The problem, though, lies in using hashtags effectively. When is it appropriate to use them? How many hashtags is too many? And what elements should a hashtag include?
When to Use #Hashtags
Hashtags should be used to create a streamlined, cohesive message about your brand. They should also have a purpose when it comes to engaging in social conversations. Not only should hashtags flow with what you’re trying to say, but they should also be pertinent to current conversations within the “social stratosphere.”
When tagging content for events, for example, use a hashtag that readers will recognize as connected to the event and that all individuals at the event can use in their social media posts. The Young Adult Literature Festival, nicknamed YALL Fest, came to Charleston in 2016 and used the hashtag #YALLFest2016. For individuals who were attending, this hashtag facilitated interaction on another level.

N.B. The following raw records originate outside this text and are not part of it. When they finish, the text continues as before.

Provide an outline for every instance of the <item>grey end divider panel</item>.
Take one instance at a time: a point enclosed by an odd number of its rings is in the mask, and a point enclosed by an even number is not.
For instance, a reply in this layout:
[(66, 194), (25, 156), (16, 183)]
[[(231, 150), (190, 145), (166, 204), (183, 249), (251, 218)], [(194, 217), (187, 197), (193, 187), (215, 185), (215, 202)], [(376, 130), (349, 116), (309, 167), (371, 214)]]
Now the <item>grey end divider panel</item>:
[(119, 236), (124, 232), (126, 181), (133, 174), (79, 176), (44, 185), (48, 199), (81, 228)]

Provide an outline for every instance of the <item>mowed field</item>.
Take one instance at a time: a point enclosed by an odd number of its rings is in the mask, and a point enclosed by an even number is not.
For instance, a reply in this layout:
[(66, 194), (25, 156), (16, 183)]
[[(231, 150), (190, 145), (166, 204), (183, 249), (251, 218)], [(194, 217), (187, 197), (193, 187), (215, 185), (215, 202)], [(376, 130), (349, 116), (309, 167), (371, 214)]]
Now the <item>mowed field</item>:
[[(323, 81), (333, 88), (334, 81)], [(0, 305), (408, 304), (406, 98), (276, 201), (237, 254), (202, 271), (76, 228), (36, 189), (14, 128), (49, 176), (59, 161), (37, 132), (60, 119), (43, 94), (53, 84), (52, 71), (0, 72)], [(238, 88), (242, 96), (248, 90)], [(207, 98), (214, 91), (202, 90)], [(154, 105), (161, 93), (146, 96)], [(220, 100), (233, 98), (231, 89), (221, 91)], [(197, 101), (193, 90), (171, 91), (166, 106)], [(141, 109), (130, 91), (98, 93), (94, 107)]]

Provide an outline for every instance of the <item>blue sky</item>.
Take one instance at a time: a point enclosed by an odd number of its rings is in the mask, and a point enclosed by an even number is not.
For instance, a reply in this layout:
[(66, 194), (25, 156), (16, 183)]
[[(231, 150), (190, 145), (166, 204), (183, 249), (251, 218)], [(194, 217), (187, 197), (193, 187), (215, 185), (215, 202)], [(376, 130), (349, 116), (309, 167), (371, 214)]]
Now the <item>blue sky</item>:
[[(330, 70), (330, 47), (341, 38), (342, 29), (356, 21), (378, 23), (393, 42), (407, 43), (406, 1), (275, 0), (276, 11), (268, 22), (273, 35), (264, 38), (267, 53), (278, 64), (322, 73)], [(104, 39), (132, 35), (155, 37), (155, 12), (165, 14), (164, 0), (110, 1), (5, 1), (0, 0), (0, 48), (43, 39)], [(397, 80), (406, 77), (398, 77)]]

When promoting products or contests, it is also important to find a relevant hashtag that correlates with everything being pushed. Sephora uses #ProTip when talking on Twitter about makeup or beauty advice specifically related to its products, and the brand NARS uses #NARSissist to tag most of its content. These companies have developed these standard hashtags for use in the majority of their content because the tags showcase not only the brands, but also the images the brands have established for themselves. In another example, Dunkin’ Donuts used the hashtag #Dab4Dunkin to promote its recent Super Bowl 50 contest, and contest participants tagged all their content with it.
Overall, the message is clear that one must be strategic when using hashtags. It is important to confirm that the tags being used are accomplishing goals of the brand, otherwise the brand risks having irrelevant and (unfortunately) obnoxious hashtags. Is the chosen hashtag representing the company? Is it promoting an event or product? Is it trending or relevant as a whole?
How Many #Hashtags to Use
The “acceptable” number of hashtags you can include in a post differs based on the social media platform you’re using. For Twitter, one or two is normal. For Facebook, YouTube, Pinterest, Vine and Tumblr, the acceptable number of hashtags is one to five. For Instagram, nine to eleven are acceptable.

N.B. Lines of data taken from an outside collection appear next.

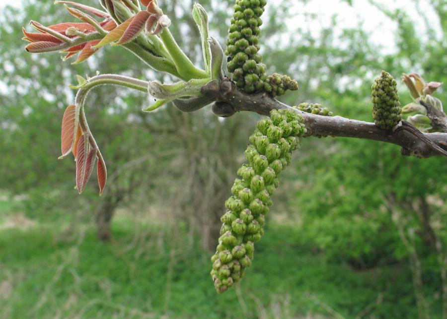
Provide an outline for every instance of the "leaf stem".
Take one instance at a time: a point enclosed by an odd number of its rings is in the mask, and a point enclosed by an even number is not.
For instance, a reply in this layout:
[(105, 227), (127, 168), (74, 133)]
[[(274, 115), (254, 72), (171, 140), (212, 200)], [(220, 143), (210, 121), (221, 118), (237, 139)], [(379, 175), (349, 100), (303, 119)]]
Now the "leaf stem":
[(196, 67), (191, 62), (178, 46), (168, 28), (164, 28), (159, 36), (168, 52), (171, 55), (177, 70), (181, 75), (182, 78), (190, 80), (192, 78), (206, 78), (209, 77), (209, 74), (206, 71)]

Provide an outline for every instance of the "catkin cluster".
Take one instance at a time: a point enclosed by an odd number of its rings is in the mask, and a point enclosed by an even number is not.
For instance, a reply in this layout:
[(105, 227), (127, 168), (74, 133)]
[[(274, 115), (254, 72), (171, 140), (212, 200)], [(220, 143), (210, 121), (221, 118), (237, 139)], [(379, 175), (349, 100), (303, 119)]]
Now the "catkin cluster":
[(298, 89), (298, 83), (287, 75), (265, 74), (259, 54), (259, 27), (266, 0), (236, 0), (231, 20), (225, 54), (227, 68), (238, 87), (251, 93), (265, 91), (273, 96)]
[(331, 112), (327, 108), (318, 103), (301, 103), (296, 108), (307, 113), (322, 115), (323, 116), (334, 116), (334, 112)]
[(236, 0), (231, 20), (226, 52), (227, 67), (236, 85), (245, 92), (264, 87), (265, 65), (258, 53), (260, 47), (261, 15), (267, 0)]
[(282, 75), (274, 73), (269, 75), (264, 84), (264, 90), (275, 97), (277, 95), (282, 95), (288, 90), (296, 91), (298, 89), (298, 82), (296, 80), (292, 80), (288, 75)]
[(382, 129), (390, 129), (402, 120), (397, 85), (389, 73), (382, 71), (372, 87), (372, 117), (375, 125)]
[(216, 254), (211, 257), (211, 277), (219, 293), (244, 276), (251, 265), (254, 243), (264, 234), (265, 215), (272, 204), (270, 196), (278, 186), (278, 175), (290, 163), (292, 151), (305, 132), (302, 118), (290, 110), (273, 110), (270, 119), (258, 122), (245, 150), (248, 164), (237, 171), (225, 202)]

However, that doesn’t mean you must use the acceptable number each time — the appropriate number to use can be case dependent. But before you go wild with that little “pound” symbol, do remember that oftentimes with social media, the simpler the better.
Words to Use in #Hashtags
At their core, proprietary hashtags should be relevant to the message of your content. They should be short, snappy and cohesive with the overall messaging you are trying to convey. But exactly what words should you use to make a hashtag effective?
It’s important to choose something that is memorable and also fitting with trends. Dunkin’ Donuts’ #Dab4Dunkin hashtag paired the brand with a popular dance move. Cohesive, snappy, memorable — done.
Other brands choose to use their company name in hashtags to further tag their branded content. Target does this regularly on its Twitter page.
To help users generate and employ relevant hashtags, Twitter tailors trends for individual users and shows them associated hashtags. To do this, Twitter monitors current events and what social-media influencers are talking about most often.
The trends are always changing, though, so it’s important to keep hashtags current in order for them to be truly effective.
Keep in mind that the world of hashtagging is large and ever-changing. While we mainly discussed proprietary hashtags in this blog post, there is an art to utilizing established hashtags to join conversations and make your content more relevant. But that, my friends, is a separate conversation entirely (… and another blog topic for down the road). Happy #hashtagging!